1. (Pasien No. 165) atas nama Tn. TT berusia 68 tahun status saat ini Perawatan RS Elizabeth Batam Kota;

2. (Pasien No. 166) atas nama Ny. MD berusia 61 tahun status saat ini Perawatan RS Elizabeth Batam Kota;

3. (Pasien No. 167) atas nama Anak UZ berusia 8 tahun status saat ini Karantina Rumah;

4. (Pasien No. 168) atas nama Nn. SH berusia 19 tahun status saat ini Karantina Rumah Sakit Khusus COVID-19 Galang;

5. (Pasien No. 169) atas nama Anak KL berusia 4 tahun status saat ini Perawatan RSUD Embung Fatimah;

6. (Pasien No. 170) atas nama Ny. ZE berusia 44 tahun status saat ini Perawatan RS Elizabeth Batam Kota;

7. (Pasien No. 171) atas nama Nn. DP berusia 21 tahun status saat ini Karantina Rumah Sakit Khusus COVID-19 Galang;

8. (Pasien No. 172) atas nama Ny. SP berusia 45 tahun status saat ini Karantina Rumah Sakit Khusus COVID-19 Galang;

9. (Pasien No. 173) atas nama Tn. MR berusia 33 tahun status saat ini Karantina Rumah Sakit Khusus COVID-19 Galang;

10. (Pasien No. 174) atas nama Ny. NE berusia 43 tahun status saat ini Karantina Rumah Sakit Khusus COVID-19 Galang;

11. (Pasien No. 175) atas nama Tn. DA berusia 29 tahun status saat ini Karantina Rumah Sakit Khusus COVID-19 Galang;

12. (Pasien No. 176) atas nama Nn. PN berusia 13 tahun status saat ini Perawatan RS Elizabeth Batam Kota.
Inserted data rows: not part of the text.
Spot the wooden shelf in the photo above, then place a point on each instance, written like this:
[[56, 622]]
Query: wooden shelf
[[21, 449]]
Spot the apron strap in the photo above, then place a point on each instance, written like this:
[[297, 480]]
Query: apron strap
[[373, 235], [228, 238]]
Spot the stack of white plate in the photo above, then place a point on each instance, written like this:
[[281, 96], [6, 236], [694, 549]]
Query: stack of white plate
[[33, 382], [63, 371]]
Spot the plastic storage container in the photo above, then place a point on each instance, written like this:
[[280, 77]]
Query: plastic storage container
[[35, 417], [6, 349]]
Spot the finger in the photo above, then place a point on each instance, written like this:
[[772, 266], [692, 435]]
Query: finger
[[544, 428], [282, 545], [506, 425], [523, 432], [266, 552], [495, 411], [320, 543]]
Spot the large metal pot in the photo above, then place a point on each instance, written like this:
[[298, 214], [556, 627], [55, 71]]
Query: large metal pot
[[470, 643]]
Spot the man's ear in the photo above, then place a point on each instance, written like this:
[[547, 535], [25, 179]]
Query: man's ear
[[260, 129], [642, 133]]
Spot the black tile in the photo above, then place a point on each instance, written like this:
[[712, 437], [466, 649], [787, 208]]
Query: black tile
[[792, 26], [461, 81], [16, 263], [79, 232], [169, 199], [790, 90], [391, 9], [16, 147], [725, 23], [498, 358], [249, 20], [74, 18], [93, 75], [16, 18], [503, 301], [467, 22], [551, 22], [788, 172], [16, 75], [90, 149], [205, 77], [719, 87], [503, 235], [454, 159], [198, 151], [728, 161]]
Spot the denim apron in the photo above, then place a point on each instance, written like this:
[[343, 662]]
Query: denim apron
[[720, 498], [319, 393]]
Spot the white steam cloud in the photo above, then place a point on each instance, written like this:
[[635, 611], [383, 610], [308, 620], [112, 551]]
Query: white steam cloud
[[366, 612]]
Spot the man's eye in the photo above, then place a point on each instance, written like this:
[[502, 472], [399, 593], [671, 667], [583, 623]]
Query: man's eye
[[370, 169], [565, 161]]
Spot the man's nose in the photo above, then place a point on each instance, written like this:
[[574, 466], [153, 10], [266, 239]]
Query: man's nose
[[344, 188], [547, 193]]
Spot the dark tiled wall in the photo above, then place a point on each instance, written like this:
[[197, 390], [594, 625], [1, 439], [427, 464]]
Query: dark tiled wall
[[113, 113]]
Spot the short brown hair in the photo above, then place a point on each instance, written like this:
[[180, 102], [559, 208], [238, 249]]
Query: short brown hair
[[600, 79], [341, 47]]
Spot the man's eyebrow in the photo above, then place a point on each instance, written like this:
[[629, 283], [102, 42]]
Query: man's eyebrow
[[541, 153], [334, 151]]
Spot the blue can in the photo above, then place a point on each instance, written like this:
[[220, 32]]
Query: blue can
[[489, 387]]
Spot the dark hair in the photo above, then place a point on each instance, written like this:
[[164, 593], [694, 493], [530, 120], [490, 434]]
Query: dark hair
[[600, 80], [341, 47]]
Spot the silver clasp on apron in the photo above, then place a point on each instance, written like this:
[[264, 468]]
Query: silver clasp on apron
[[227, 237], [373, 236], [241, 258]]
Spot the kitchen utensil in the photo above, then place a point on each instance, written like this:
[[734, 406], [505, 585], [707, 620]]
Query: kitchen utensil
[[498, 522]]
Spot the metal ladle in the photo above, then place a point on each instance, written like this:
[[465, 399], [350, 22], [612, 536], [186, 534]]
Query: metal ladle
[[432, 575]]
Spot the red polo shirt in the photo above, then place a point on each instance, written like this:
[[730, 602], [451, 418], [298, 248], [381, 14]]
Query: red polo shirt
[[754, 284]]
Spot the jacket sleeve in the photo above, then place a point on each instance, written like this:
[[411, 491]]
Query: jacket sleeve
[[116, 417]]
Atas penambahan tersebut, pasien positif di Provinsi Kepri menjadi 207, dengan rincian dari klaster Kepri 176, klaster KM Kelud di Galang 29 dan klaster Kapal Sabuk Nusantara 2 orang.

Isdianti juga menyampaikan, saat ini Indonesia sedang dihadapkan pada satu bencana pandemi Covid-19. Menghadapi wabah Covid-19, membutuhkan kebersamaan serta persatuan dan kesatuan bangsa sehingga tidak terpecah belah dalam menyikapi upaya penanganan virus ini.

Konsep Gotong Royong yang merupakan salah satu intisari nilai Pancasila dapat dijadikan role model baik bagi pemerintah maupun masyarakat dalam menghadapi Covid-19, melalui penguatan pelaksanaan nilai-nilai Pancasila diharapkan mampu mempercepat penanggulangannya.

Mewakili Pemerintah Provinsi Kepulauan Riau ia mengucapkan “Selamat
Hari Pancasila 1 Juni 2020“ memupuk kerukunan dapat dimulai dari lingkungan terdekat, cinta keluarga, cinta sesama, dalam interaksi sosial bawa selalu semangat Pancasila.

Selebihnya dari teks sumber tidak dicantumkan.